About Ann E. Musser

Ann E. Musser

Associate Director for Academic Programs and Public Education, 2006–2014

Associate Curator of Education, 2002–2006


A guiding light dimmed at the Smith College Museum of Art with the passing of Ann Musser in 2014. Her visionary and loving spirit continues to affect the lives of all those who were fortunate to know her from her childhood in Kansas City, her undergraduate days at Grinnell, graduate work at Williams College and family life in Northampton, Holyoke and Istanbul.

Her natural leadership was driven by compassion and collaboration. As Associate Director for Academic Programs and Public Education, Ann was a strong advocate around issues of inclusion and cultural sensitivity. She felt very strongly that only by diversifying the pool of future museum professionals and museum advocates can institutions achieve a true sense of community access and relevance. She spoke often of her own early experiences of walking around museums and not knowing how long to stand in front of each artwork or what to say, and she was dedicated to making museums welcoming for all visitors.

During her tenure as Associate Director, she was instrumental in creating opportunities “in the pipeline” with the entry-level position of Post-Baccalaureate Fellow for Museum Education and the Summer Institute in Art Museum Studies (2006–2011). Working closely with SCMA Director Jessica Nicoll, she launched SCMA’s museum studies program (The Museums Concentration). Ann also had a significant impact in pushing the entire museum staff towards a more collaborative working model by advocating for the creation of “Exhibition Teams.”

As a manager, Ann did not draw a strict line between work and life. With the recognition that engaging with art is about making meaning based on individual experience and personal connection, she created a department tone that invited “real life” into the office.
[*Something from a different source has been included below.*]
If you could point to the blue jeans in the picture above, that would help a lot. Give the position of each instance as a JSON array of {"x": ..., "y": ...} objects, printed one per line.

She understood the importance of occasional dance breaks and “YouTube moments.” Her incisive intelligence, compassion and leadership were equally balanced by her love of karaoke, foosball, “creative chaos” and lattes with a double shot of espresso. In addition, her daughter Zeytin and son Ronan were a regular presence in the office. Their energy and creativity was a continual inspiration and reminder that museums can be fun and joyful places.
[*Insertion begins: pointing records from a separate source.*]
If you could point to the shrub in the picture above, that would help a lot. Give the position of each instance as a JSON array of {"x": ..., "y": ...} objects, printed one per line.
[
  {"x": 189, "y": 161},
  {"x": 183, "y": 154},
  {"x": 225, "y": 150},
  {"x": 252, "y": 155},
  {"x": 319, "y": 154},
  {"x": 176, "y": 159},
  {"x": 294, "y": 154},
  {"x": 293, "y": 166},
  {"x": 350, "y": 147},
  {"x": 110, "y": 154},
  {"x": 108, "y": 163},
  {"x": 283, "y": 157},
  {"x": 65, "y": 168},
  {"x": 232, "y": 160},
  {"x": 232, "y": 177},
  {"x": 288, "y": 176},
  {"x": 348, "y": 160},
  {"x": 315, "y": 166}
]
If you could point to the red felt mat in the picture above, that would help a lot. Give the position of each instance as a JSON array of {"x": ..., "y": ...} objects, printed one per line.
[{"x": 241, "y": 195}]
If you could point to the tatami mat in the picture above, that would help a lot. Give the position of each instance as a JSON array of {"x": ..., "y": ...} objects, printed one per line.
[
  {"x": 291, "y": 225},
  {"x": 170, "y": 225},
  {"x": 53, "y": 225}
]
Early in her career at SCMA, Ann took her team of educators on a retreat to identify a departmental mission. After sharing personal passions, hopes and inspiration, the team identified their mission: “To facilitate A ha! moments through visual art.” These are the moments when visitors experience a shift in knowing or a sudden connection—with other people and perhaps within themselves. Ann was a natural facilitator of these moments, and she thrived at the intersection between art and people.